As reported by Ain O Salish Kendra (ASK), in 2017 more than 50% of the girls in the country were married off by the time they turned eighteen. However, their survey which was carried out in 19 districts, also revealed that the rate of child marriage has been gradually reducing over the years.
Child marriage has always been a pressing issue for the government, and it has taken a stand to end the dreadful practice that ultimately hinders growth and the empowerment of women. The government has decided to put an end to child marriage by the year 2041, and has continued to develop measures such as introducing a toll-free helpline – 1098 – so that anyone can report child marriage, abuse and violence.
Education is strongly correlated to child marriage, because, when an underage girl gets married, she usually drops out of school or college and does not continue with her studies. UN data supports the fact that women who complete secondary or higher level tend to marry almost five years later than those who do not have those qualifications.
Each year, more girls enrol in schools around the country, but at the same time, the dropout rate for girls is also higher than that of boys, mainly due to child marriage.
However, girls also perform better than boys in the Secondary School Certificate (SSC) and Higher Secondary School Certificate (HSC) examinations. This year, more than half of the total GPA-5 holders were girls.
Girls also were ahead of boys in the HSC results (76.44 per cent passed, while that for boys was 71.67 per cent). There were similar patterns in last year's board certified examinations.

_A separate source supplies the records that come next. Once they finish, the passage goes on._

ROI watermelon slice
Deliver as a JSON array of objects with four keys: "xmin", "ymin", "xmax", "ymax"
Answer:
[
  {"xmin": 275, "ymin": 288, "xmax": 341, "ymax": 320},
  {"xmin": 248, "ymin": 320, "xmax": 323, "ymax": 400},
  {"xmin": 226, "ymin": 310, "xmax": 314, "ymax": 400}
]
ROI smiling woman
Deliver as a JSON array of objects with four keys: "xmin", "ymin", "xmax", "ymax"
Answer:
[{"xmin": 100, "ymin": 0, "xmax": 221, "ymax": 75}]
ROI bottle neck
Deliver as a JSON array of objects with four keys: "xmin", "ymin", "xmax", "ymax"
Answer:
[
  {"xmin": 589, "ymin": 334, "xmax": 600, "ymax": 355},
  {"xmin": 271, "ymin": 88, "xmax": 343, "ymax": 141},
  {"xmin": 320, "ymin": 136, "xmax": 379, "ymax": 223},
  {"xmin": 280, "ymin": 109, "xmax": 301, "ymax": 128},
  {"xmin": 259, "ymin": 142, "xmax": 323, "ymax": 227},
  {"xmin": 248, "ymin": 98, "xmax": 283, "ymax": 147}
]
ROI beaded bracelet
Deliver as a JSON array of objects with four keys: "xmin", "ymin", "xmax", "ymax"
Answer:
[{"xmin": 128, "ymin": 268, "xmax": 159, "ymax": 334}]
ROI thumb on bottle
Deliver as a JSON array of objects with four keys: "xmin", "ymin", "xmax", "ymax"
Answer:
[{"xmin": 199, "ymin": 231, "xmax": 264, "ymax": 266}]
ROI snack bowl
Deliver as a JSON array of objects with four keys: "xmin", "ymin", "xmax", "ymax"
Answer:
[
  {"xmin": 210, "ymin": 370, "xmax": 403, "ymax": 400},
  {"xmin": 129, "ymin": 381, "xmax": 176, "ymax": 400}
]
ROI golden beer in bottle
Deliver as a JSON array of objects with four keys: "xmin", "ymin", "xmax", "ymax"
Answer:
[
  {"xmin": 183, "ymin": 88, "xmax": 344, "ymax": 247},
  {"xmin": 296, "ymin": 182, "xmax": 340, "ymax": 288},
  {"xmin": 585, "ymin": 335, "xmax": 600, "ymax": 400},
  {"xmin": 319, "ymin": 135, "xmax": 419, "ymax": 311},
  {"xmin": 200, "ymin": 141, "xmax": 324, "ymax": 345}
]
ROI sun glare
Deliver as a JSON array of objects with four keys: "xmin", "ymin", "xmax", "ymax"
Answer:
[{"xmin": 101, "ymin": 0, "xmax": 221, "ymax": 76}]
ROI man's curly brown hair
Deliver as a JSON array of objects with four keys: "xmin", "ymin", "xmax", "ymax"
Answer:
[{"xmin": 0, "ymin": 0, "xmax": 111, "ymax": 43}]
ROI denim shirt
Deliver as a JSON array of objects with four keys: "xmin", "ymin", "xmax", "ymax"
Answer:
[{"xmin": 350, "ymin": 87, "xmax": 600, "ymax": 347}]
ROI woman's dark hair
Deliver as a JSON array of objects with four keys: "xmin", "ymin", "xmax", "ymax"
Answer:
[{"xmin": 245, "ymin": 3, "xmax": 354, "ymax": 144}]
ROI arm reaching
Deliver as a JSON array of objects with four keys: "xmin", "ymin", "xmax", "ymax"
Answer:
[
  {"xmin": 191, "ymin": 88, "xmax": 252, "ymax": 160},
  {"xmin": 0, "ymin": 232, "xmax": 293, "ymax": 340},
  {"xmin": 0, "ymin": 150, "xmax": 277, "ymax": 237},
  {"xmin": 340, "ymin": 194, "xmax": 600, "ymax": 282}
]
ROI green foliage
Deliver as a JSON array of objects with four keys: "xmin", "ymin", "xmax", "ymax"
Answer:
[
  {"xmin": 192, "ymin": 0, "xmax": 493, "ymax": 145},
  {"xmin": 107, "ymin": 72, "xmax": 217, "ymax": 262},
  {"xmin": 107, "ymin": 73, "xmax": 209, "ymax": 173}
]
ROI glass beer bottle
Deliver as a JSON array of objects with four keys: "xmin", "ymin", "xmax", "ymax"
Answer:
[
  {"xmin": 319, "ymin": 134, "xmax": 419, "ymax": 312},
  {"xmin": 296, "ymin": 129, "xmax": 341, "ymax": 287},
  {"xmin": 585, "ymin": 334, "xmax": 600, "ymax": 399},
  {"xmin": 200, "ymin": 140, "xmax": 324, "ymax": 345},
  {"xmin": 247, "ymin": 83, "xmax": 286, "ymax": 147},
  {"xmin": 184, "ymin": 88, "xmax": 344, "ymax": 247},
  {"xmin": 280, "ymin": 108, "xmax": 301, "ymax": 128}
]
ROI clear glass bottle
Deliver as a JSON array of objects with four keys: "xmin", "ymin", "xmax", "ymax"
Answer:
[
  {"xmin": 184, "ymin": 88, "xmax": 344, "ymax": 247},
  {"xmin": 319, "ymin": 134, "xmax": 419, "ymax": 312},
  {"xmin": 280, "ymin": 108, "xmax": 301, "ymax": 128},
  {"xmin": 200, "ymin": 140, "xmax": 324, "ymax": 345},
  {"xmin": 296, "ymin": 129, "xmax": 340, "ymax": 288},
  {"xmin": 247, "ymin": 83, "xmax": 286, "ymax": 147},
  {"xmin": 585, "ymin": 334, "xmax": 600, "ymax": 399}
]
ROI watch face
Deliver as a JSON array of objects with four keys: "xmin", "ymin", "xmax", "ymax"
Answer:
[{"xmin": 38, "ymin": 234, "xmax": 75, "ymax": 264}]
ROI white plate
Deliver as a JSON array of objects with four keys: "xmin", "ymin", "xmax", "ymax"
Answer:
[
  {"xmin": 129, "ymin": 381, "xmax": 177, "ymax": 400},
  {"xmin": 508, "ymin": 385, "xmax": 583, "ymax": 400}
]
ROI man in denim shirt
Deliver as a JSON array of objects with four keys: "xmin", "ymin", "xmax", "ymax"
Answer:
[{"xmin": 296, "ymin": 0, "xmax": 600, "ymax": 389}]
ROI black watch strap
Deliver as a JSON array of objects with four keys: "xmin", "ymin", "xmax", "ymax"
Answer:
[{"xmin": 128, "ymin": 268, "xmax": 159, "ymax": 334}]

These results however do not conceal the fact that almost 40 percent of girls in Bangladesh drop out of school and only 21 percent of girls in the urban areas use sanitary napkins or pads during menstruation (Bangladesh National Hygiene Baseline Survey, 2014).
Poor adolescent nutrition is another major factor for our girls' lagging performance. Bangladesh Nutrition Profile, USAID, stated that one-third of girls under the age group of 15-19 years are underweight.

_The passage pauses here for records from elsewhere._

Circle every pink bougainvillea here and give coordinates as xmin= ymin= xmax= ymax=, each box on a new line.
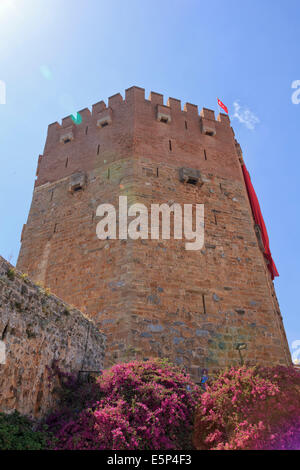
xmin=46 ymin=361 xmax=300 ymax=450
xmin=193 ymin=365 xmax=300 ymax=450
xmin=46 ymin=359 xmax=200 ymax=450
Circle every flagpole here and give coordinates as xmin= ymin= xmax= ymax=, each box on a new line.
xmin=217 ymin=97 xmax=222 ymax=117
xmin=217 ymin=97 xmax=229 ymax=117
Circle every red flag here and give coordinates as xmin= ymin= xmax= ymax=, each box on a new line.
xmin=241 ymin=163 xmax=279 ymax=280
xmin=217 ymin=98 xmax=228 ymax=114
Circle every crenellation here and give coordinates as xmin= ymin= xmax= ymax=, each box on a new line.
xmin=78 ymin=107 xmax=92 ymax=120
xmin=92 ymin=100 xmax=107 ymax=115
xmin=42 ymin=89 xmax=238 ymax=165
xmin=44 ymin=122 xmax=61 ymax=150
xmin=200 ymin=108 xmax=216 ymax=121
xmin=108 ymin=92 xmax=124 ymax=107
xmin=183 ymin=102 xmax=199 ymax=115
xmin=125 ymin=85 xmax=145 ymax=103
xmin=167 ymin=97 xmax=182 ymax=111
xmin=149 ymin=91 xmax=164 ymax=105
xmin=61 ymin=115 xmax=74 ymax=128
xmin=217 ymin=112 xmax=230 ymax=125
xmin=48 ymin=120 xmax=62 ymax=130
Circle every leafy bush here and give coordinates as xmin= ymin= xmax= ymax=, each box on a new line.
xmin=46 ymin=359 xmax=200 ymax=450
xmin=0 ymin=411 xmax=49 ymax=450
xmin=193 ymin=365 xmax=300 ymax=450
xmin=5 ymin=362 xmax=298 ymax=450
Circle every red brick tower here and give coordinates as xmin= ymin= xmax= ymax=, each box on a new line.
xmin=17 ymin=86 xmax=291 ymax=378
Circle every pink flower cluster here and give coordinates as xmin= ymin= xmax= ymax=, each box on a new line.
xmin=46 ymin=359 xmax=200 ymax=450
xmin=193 ymin=365 xmax=300 ymax=450
xmin=46 ymin=361 xmax=300 ymax=450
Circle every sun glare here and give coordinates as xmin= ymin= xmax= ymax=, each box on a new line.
xmin=0 ymin=0 xmax=16 ymax=17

The situation is particularly bad when a young girl who is physically and mentally not prepared for childbirth, is forced to go through with it. Adolescent pregnancy triggers increased risk of stillbirths and neonatal deaths. A staggering 84% of adolescent brides in Bangladesh give birth before reaching adulthood (Global Childhood Report, 2019).

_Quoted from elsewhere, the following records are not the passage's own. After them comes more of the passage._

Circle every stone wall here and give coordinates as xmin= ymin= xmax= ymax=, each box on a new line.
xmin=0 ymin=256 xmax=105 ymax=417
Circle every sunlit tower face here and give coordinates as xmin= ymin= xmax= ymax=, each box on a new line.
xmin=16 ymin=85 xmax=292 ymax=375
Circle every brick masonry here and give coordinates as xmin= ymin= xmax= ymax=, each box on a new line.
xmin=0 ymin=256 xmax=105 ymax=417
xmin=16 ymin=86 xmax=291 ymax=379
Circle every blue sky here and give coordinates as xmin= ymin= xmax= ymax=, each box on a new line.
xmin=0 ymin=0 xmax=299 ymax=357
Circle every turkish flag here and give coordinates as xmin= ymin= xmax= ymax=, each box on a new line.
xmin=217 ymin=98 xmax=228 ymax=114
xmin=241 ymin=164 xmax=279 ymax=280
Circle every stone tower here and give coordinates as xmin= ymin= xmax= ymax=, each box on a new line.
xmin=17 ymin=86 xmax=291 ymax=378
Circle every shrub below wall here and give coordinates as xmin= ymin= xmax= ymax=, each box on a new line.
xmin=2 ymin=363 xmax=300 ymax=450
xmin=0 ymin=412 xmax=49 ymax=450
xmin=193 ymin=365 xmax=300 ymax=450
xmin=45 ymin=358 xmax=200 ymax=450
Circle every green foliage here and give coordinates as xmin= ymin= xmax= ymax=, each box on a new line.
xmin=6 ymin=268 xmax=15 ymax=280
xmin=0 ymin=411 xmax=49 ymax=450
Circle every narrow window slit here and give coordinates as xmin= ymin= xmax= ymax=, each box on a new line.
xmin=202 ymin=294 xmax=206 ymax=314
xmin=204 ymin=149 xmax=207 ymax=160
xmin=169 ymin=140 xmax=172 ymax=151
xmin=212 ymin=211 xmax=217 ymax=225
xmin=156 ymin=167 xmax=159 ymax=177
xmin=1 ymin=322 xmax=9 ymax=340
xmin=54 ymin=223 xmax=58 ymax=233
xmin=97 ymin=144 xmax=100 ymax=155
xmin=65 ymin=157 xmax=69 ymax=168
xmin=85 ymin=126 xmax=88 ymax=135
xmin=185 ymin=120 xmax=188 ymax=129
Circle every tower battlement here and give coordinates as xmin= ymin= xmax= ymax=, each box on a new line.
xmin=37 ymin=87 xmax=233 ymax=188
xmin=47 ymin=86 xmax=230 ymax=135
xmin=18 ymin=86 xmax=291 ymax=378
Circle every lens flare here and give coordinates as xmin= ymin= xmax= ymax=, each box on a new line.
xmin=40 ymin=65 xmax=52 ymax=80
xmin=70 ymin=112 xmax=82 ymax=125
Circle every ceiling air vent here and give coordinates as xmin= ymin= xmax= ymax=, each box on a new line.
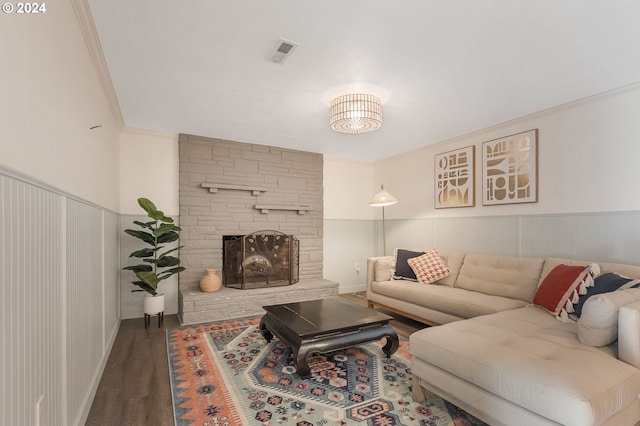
xmin=271 ymin=39 xmax=299 ymax=65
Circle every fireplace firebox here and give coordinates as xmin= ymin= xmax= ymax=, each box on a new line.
xmin=222 ymin=230 xmax=299 ymax=289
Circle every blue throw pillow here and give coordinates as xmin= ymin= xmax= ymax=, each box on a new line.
xmin=573 ymin=272 xmax=640 ymax=317
xmin=393 ymin=248 xmax=425 ymax=281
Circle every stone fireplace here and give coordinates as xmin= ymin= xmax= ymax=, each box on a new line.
xmin=223 ymin=230 xmax=299 ymax=289
xmin=178 ymin=134 xmax=337 ymax=324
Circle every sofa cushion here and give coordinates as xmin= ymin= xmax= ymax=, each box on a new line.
xmin=533 ymin=263 xmax=599 ymax=321
xmin=573 ymin=272 xmax=640 ymax=318
xmin=407 ymin=249 xmax=452 ymax=284
xmin=371 ymin=279 xmax=527 ymax=319
xmin=455 ymin=254 xmax=544 ymax=302
xmin=619 ymin=300 xmax=640 ymax=368
xmin=428 ymin=251 xmax=465 ymax=287
xmin=392 ymin=248 xmax=424 ymax=281
xmin=410 ymin=306 xmax=640 ymax=426
xmin=373 ymin=256 xmax=394 ymax=282
xmin=578 ymin=288 xmax=640 ymax=347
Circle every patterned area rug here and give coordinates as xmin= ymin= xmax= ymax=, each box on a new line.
xmin=167 ymin=317 xmax=487 ymax=426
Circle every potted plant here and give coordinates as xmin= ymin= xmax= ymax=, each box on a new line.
xmin=123 ymin=198 xmax=185 ymax=315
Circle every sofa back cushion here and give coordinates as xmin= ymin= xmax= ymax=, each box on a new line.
xmin=541 ymin=258 xmax=640 ymax=286
xmin=455 ymin=254 xmax=545 ymax=301
xmin=431 ymin=251 xmax=465 ymax=286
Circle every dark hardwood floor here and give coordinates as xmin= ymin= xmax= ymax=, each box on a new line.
xmin=85 ymin=294 xmax=427 ymax=425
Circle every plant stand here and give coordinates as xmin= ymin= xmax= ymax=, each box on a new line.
xmin=144 ymin=311 xmax=164 ymax=329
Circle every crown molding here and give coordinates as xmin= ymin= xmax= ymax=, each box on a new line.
xmin=70 ymin=0 xmax=125 ymax=128
xmin=121 ymin=127 xmax=179 ymax=140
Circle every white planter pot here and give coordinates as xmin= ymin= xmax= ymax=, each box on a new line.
xmin=143 ymin=293 xmax=165 ymax=315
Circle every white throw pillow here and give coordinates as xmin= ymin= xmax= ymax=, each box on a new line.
xmin=578 ymin=288 xmax=640 ymax=347
xmin=374 ymin=257 xmax=394 ymax=282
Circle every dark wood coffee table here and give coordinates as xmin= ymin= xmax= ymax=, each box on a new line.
xmin=259 ymin=297 xmax=399 ymax=377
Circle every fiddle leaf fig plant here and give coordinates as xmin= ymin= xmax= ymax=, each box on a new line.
xmin=123 ymin=198 xmax=185 ymax=295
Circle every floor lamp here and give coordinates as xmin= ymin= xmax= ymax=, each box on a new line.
xmin=368 ymin=184 xmax=398 ymax=255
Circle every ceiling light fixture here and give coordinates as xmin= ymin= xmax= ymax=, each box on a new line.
xmin=330 ymin=93 xmax=383 ymax=134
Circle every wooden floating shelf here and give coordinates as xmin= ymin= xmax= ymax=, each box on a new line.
xmin=201 ymin=183 xmax=268 ymax=196
xmin=254 ymin=204 xmax=312 ymax=215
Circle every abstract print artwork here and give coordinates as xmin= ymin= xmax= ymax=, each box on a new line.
xmin=435 ymin=146 xmax=475 ymax=208
xmin=482 ymin=129 xmax=538 ymax=205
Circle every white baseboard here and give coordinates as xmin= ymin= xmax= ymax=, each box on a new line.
xmin=339 ymin=283 xmax=366 ymax=294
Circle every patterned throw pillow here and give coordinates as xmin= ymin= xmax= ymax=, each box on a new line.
xmin=533 ymin=263 xmax=600 ymax=321
xmin=407 ymin=249 xmax=452 ymax=284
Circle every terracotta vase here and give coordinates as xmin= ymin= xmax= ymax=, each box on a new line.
xmin=200 ymin=268 xmax=222 ymax=292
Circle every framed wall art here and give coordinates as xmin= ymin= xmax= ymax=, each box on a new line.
xmin=435 ymin=145 xmax=475 ymax=208
xmin=482 ymin=129 xmax=538 ymax=206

Looking back at data, the overall situation for girls has improved in Bangladesh on a small scale, but malnutrition, early marriage, poor menstruation management and other underlying issues are still pulling our girls back from attaining a brighter future.
To establish stronger rights for women, to have a higher number of skilled workers in the labour force, to ensure a stronger platform for gender equality, we must provide a healthy environment where our girls can become indomitable, unscripted and unstoppable human beings.